On Apr 27, 2010, at 1:49 PM, Bill Appleton wrote:

> it's too bad this is unreliable
> 
> an object should be able to return this info

An object does return this info, the problem is that the # is a meaningless 
internal implementation detail of the Cocoa frameworks.

For example, if you create an instance of NSNumber, you might actually get an 
allocated instance or you might get an additional reference to an already 
existing implementation.  With NSString, you might get a constant string (i.e. 
retain counts are entirely meaningless), a cached instance of one of the more 
common strings, a substring of one of the former two, or you might get a new 
allocation.  NSImage may or may not return a new instance depending on cache 
availability.

Similarly, when you give an object to any API in the framework, what the 
framework does with it internally is an implementation detail and one that 
might change from release to release.  When you create an NSMenuItem instance 
and hand it off to the framework, it might be retained once, twice, 10 times or 
not at all (remember: if you want to keep an object around, you need to 
maintain a retain on it).

All of this is why trying to do debugging on absolute retain counts is a waste 
of time.

> and it isn't simple, it gets convoluted in process

As do the implementation details of most highly optimized complex software 
systems....

> if i add a submenu to an item then it is retained by the menu
> 
> but then if i then set that submenu to nil is it still retained?

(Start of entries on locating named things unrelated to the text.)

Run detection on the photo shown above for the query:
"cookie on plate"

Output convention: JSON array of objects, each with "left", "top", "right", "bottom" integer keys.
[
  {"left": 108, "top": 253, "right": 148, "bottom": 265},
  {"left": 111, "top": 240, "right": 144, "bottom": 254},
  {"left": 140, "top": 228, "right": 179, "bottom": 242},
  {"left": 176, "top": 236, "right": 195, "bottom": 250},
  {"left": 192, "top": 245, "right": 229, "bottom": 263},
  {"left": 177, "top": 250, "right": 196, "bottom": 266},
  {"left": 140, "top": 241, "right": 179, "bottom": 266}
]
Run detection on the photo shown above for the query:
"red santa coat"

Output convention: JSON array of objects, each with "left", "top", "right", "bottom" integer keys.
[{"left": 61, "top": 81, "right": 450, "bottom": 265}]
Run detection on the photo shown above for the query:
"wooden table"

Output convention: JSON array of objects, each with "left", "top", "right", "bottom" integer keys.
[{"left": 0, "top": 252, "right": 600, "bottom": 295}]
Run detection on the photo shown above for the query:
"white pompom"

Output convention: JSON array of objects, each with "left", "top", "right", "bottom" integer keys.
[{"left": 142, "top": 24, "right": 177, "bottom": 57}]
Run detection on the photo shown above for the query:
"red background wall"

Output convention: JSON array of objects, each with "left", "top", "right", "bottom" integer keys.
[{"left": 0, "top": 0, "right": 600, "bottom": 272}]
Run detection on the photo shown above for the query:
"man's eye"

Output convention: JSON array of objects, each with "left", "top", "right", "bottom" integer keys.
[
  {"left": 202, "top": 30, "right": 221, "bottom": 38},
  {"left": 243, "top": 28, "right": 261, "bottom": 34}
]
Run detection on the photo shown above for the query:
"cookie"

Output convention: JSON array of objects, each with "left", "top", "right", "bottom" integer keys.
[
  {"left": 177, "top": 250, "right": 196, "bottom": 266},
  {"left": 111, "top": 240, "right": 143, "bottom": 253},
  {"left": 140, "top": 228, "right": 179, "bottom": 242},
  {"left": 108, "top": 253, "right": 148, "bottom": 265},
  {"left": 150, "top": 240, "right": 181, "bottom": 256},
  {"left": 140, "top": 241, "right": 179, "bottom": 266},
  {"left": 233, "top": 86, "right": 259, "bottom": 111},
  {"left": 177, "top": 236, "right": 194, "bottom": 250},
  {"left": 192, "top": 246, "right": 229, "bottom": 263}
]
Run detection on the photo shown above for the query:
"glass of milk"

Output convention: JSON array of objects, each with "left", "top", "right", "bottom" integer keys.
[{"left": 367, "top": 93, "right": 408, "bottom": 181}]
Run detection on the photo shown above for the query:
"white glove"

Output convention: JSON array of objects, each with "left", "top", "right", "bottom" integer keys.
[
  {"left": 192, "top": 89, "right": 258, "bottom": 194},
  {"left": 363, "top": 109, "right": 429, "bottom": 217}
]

Maybe so, maybe not.  Implementation detail.  Maybe it is retained until the 
next pass through the main event loop?  Maybe it is pushed into the autorelease 
pool?  Maybe the retain is held for as long as some internal structure is kept 
about.

The point is that you don't know, can't know, and shouldn't care.   The 
absolute retain count is irrelevant.

> if retained count was accurate you could test it on final release, etc

The retain count is accurate.  Is always accurate.  It is just that the value 
of the retain count may be influenced by factors well beyond your control.

All you care about is the retain count delta.   "My code caused the retain 
count to increase by 1, therefore my code *must* decrease the retain count by 
1."  "My code is 'passing' a reference to this object from thread A to thread 
B, therefore I *must* have an explicit retain in A and a release in B."

Frankly, the -retainCount method should be deprecated and, eventually, removed.